PMETAL’s 1Q19 core net profit (CNP*) came in below expectations at RM111m (-22% YoY; -27% QoQ), accounting for only 14% of both consensus and our full-year estimates. We attribute the earnings miss to: (i) higher-than-expected alumina costs, and (ii) lower aluminium prices. An interim dividend of 1.25 sen was declared, below our expectation. Cut FY19-20E CNPs to RM685-810m and lower dividend forecast from 7.0- 7.5 sen to 6.0-7.0 sen. Maintain MP with TP of RM4.50.
Below expectations. Press Metal Aluminium Holdings Berhad (PMETAL)’s 1Q19 core net profit (CNP*) came in below expectations at RM111m (-22% YoY; -27% QoQ), accounting for only 14% of both consensus and our full-year estimates.

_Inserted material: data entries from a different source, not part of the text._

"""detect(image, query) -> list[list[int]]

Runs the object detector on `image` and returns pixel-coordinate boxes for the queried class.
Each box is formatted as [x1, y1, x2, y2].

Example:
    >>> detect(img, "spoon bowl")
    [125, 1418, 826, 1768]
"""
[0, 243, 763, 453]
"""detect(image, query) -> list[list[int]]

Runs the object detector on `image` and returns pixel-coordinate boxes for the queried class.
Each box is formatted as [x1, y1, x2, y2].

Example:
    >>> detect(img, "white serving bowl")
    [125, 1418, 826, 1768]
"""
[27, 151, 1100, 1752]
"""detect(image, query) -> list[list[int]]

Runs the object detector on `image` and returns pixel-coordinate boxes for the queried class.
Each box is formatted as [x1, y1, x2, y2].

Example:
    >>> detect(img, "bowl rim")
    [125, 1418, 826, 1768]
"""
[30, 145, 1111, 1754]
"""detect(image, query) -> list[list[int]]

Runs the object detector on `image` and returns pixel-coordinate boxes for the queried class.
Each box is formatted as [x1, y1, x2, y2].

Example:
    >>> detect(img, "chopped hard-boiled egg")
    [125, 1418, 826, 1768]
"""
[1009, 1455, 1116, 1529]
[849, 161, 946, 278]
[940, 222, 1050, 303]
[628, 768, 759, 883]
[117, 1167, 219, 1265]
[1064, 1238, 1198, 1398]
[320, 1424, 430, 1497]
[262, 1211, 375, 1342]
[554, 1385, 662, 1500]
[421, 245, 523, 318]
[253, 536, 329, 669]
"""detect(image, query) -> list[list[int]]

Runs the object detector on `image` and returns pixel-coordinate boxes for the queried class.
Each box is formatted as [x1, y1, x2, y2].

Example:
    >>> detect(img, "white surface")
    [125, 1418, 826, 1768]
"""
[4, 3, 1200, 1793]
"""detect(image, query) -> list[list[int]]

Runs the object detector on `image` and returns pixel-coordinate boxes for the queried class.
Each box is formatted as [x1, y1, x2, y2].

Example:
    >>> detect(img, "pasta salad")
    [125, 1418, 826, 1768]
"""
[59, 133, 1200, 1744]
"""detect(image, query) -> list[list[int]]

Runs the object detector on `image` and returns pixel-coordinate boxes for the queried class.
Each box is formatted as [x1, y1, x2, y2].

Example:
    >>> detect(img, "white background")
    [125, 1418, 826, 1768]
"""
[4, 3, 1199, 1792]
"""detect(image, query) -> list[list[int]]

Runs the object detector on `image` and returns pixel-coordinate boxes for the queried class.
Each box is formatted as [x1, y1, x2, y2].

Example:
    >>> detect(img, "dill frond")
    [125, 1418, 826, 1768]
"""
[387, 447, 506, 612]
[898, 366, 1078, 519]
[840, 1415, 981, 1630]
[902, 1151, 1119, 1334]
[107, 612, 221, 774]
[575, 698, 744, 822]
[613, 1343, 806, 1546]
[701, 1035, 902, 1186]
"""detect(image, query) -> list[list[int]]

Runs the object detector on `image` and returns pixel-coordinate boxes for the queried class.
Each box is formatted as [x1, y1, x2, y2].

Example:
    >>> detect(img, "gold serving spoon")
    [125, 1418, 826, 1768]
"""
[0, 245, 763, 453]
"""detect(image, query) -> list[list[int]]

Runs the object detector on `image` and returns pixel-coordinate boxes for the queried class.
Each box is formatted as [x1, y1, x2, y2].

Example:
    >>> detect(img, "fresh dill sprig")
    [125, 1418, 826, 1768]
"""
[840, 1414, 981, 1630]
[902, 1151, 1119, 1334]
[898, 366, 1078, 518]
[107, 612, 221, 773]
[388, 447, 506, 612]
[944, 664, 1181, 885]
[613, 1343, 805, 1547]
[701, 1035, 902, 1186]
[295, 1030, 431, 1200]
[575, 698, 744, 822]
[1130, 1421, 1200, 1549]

An interim dividend of 1.25 sen was declared, below expectation at ~20% of our FY19E full-year estimate.
Double whammy of higher alumina and lower aluminium prices. YoY, 1Q19 CNP declined 22% on a double whammy of heightened alumina costs and lower aluminium prices. Recall that PMETAL had hedged its alumina purchases for the whole of FY18 at prices based on 16-17% of aluminium price (translating into unit cost of c.USD340- 360/MT). As such, we estimate that PMETAL’s alumina costs went up by 13-19% to c.USD406/MT in 1Q19, while the average aluminium price fell 13% to USD1,862/MT during the same period. As a result, EBIT margin waned 2.9ppt to 9.0% in 1Q19. QoQ, CNP dived 27% on the same reasons.

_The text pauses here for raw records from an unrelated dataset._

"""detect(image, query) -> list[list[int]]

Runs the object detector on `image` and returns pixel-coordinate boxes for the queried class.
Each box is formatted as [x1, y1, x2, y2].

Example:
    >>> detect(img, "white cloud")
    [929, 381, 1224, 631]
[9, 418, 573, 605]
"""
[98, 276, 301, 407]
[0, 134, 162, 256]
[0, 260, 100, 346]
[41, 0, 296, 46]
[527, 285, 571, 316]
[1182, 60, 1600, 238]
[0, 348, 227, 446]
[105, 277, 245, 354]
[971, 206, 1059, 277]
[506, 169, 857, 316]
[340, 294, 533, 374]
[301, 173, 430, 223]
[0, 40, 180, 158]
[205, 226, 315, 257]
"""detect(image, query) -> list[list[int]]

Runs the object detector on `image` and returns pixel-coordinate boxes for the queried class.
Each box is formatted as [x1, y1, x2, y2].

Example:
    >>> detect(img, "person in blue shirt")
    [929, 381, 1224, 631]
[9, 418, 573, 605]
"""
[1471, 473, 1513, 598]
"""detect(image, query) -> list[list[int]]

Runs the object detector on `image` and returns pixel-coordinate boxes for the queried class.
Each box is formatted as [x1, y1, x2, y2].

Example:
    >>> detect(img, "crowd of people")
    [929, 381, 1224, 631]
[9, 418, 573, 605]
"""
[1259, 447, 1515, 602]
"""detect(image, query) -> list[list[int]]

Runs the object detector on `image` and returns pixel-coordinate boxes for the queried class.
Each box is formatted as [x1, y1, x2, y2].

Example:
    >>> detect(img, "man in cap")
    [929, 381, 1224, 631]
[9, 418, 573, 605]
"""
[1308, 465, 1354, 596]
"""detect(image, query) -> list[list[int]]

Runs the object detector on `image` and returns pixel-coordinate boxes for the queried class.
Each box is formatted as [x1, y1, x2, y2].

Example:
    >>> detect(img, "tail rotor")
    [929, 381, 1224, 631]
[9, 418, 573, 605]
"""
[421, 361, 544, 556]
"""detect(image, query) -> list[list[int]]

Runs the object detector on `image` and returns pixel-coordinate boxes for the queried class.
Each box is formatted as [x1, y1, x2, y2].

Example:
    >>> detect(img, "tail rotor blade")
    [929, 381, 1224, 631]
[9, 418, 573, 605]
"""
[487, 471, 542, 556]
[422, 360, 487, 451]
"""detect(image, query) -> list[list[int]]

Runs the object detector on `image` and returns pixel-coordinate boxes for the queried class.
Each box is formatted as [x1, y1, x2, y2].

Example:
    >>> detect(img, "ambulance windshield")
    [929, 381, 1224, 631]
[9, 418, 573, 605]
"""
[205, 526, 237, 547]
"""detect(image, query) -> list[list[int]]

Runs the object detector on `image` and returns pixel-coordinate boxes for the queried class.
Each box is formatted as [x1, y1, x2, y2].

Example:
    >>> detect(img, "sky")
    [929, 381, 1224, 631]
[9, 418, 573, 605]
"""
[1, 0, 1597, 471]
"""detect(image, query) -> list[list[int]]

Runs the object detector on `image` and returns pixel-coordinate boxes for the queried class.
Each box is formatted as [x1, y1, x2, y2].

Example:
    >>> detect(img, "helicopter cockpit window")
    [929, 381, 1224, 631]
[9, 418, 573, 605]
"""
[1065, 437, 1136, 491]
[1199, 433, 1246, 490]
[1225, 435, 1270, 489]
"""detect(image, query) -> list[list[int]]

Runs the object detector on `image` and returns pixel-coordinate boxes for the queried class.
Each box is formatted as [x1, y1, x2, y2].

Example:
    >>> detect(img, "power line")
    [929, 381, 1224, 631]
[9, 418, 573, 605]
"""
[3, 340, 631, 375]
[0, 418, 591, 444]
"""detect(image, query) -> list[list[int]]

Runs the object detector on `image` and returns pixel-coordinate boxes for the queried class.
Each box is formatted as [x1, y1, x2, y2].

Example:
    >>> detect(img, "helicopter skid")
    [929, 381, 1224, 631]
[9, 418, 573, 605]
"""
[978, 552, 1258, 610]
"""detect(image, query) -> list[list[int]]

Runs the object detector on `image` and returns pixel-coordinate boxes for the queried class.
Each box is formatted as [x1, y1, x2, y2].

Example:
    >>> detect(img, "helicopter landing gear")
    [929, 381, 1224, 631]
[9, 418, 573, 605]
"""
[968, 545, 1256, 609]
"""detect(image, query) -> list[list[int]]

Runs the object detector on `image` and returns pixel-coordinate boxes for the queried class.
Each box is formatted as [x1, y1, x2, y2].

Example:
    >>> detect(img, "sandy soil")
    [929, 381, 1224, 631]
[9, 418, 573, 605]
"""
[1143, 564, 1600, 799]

Alumina prices to moderate. We believe alumina prices will moderate from 1Q19 average of USD406/MT to USD360-380/MT in coming months as production restrictions at Norsk Hydro’s Alunorte plant has recently been lifted, while Emirates Global Aluminium (EGA)’s Al Taweelah alumina refinery with 2m MT/year capacity (c.3% of ex-China alumina supplies) has also commenced operations in April. However, we are aware of Xinfa Group’s move to shut down all of its production lines (with 2.8m MT/year capacity) in Shanxi, China amid an environmental dispute; it could dampen the moderating alumina price although theoretically the impact should be localised.

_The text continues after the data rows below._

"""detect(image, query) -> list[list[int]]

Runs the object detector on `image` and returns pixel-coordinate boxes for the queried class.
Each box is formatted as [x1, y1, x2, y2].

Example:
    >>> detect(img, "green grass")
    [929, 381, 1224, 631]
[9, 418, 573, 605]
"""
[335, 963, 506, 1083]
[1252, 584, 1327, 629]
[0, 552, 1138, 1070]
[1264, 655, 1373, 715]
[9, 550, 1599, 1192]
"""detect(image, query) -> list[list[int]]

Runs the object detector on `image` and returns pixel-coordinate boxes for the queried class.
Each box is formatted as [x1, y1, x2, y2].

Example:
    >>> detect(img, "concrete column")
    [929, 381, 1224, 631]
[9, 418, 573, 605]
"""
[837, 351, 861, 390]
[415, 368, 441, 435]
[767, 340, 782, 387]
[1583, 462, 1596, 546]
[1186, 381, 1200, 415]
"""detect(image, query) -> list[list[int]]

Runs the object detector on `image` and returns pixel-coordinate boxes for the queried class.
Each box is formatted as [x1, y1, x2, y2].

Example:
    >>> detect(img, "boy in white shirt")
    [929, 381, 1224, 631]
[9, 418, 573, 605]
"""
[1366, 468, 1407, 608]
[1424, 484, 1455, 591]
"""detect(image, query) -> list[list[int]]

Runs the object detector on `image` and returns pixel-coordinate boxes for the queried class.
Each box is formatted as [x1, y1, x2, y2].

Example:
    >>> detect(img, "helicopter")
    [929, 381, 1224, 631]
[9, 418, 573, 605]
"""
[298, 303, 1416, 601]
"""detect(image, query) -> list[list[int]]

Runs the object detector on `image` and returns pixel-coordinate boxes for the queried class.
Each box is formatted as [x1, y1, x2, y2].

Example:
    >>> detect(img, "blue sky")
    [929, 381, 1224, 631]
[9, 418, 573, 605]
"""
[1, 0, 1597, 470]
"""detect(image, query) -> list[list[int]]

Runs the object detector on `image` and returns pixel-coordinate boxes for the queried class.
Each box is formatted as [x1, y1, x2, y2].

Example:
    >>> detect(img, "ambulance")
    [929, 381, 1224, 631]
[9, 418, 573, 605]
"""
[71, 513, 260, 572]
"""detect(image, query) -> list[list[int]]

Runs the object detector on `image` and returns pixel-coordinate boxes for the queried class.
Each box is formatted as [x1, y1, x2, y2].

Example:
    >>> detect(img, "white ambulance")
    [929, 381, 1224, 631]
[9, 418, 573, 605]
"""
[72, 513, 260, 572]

Better product mix and JAA to lift earnings. We believe the group’s sales composition of high-value products will increase to 60-70% in FY19 from 40-50% in FY18 after expanding billet capacity by 60k MT (to 240k MT) and wire rod capacity by 50k MT (to 200k MT) in October 2018. Billets and wire rods command a mark-up/premium of USD120- 150/MT and generate additional profit of USD60-80/MT. As such, we believe the new capacities would underpin profit margins and improve earnings by c.5% in FY19. In addition, the completion of Japan Alumina Associates (JAA) acquisition in end-Feb 2019 should provide a 10- month earnings contribution to the group in FY19, improving earnings by c.3% after considering financing costs.
Cut FY19-20E CNP by 15-5% to RM685-810m as we raise our alumina cost assumptions from USD370-360/MT to USD390-370/MT. As such, we have lowered our dividend forecast from 7.0-7.5 sen to 6.0-7.0 sen in tandem with our earnings downgrade.
Maintain MARKET PERFORM with an unchanged TP of RM4.50, based on FY20E PER of 21.8x (rolled forward from FY19E), implying - 0.5SD valuation basis. Despite its long-term positive operating outlook and earnings growth potential, volatility in the aluminium and alumina markets could continue to disrupt earnings’ visibility in the near-term.
Risks to our call include sharp rises/falls in aluminium prices and raw
material prices as well as major plant disruptions/closure.